As models mature, their core differentiator will become their underlying personality and values, shaped by their creators' objective functions. One model might optimize for user productivity by being concise, while another optimizes for engagement by being verbose.
The best AI models are trained on data that reflects deep, subjective qualities—not just simple criteria. This "taste" is a key differentiator, influencing everything from code generation to creative writing, and is shaped by the values of the frontier lab.
The term "data labeling" minimizes the complexity of AI training. A better analogy is "raising a child," as the process involves teaching values, creativity, and nuanced judgment. This reframe highlights the deep responsibility of shaping the "objective functions" for future AI.

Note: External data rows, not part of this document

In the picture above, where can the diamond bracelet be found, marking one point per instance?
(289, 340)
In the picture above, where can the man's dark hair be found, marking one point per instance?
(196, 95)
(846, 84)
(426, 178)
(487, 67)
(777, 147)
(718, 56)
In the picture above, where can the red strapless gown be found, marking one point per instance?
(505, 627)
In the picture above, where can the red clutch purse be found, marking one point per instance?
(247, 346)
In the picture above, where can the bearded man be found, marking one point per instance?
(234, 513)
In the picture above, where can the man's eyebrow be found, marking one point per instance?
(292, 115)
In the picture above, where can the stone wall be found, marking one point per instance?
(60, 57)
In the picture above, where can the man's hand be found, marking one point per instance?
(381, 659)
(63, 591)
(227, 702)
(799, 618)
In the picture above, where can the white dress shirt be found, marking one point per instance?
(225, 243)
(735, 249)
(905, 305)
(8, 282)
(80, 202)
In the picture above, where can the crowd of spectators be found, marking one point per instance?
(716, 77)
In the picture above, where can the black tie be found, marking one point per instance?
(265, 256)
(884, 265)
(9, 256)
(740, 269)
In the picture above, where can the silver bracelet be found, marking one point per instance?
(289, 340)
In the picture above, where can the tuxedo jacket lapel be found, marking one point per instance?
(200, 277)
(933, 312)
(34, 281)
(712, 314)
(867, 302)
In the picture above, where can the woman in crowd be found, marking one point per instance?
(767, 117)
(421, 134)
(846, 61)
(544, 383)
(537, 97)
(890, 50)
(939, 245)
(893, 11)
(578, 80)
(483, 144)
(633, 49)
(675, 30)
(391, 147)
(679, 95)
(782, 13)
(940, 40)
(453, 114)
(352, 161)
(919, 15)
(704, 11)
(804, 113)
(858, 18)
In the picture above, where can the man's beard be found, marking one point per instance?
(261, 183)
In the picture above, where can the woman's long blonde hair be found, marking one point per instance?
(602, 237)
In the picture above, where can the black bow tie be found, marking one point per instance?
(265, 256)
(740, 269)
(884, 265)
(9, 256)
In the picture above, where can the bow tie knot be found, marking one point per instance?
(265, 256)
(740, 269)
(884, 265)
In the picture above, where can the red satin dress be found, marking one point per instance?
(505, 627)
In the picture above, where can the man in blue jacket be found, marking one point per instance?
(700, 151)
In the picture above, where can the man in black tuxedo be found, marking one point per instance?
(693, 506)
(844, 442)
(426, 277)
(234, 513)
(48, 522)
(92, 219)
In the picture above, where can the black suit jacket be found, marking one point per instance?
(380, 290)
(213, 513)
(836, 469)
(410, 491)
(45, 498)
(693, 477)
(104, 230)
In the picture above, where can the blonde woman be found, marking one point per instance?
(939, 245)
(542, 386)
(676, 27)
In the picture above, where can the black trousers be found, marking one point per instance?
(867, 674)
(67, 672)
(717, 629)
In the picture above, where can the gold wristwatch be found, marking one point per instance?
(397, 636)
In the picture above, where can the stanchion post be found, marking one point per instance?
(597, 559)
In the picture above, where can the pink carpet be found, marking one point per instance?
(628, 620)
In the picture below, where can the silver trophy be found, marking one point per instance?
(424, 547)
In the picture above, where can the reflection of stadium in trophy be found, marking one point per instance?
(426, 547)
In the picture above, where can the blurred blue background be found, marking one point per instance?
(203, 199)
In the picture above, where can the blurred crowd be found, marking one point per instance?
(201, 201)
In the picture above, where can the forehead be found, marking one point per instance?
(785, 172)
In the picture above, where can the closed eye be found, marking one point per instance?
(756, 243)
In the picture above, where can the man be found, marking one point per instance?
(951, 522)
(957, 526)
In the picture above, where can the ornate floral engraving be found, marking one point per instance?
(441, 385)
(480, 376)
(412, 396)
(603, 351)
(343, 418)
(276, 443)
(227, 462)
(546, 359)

Labs are incentivized to climb leaderboards like LM Arena, which reward flashy, engaging, but often inaccurate responses. This focus on "dopamine instead of truth" creates models optimized for tabloids, not for advancing humanity by solving hard problems.
Instead of chasing trends or pivoting every few weeks, founders should focus on a singular mission that stems from their unique expertise and conviction. This approach builds durable, meaningful companies rather than simply chasing valuations.
Surge AI intentionally avoided VC funding and the "Silicon Valley game" of hype and fundraising. This forced them to build a 10x better product that grew via word-of-mouth, attracting customers who genuinely valued data quality instead of hype.
Beyond supervised fine-tuning (SFT) and human feedback (RLHF), reinforcement learning (RL) in simulated environments is the next evolution. These "playgrounds" teach models to handle messy, multi-step, real-world tasks where current models often fail catastrophically.
Drawing from experience at big tech, Surge AI's founder believes large organizations slow down top performers with distractions. By building a super-small, elite team, companies can achieve more with less overhead, a principle proven by Surge's own success.
Don't trust academic benchmarks. Labs often "hill climb" or game them for marketing purposes, which doesn't translate to real-world capability. Furthermore, many of these benchmarks contain incorrect answers and messy data, making them an unreliable measure of true AI advancement.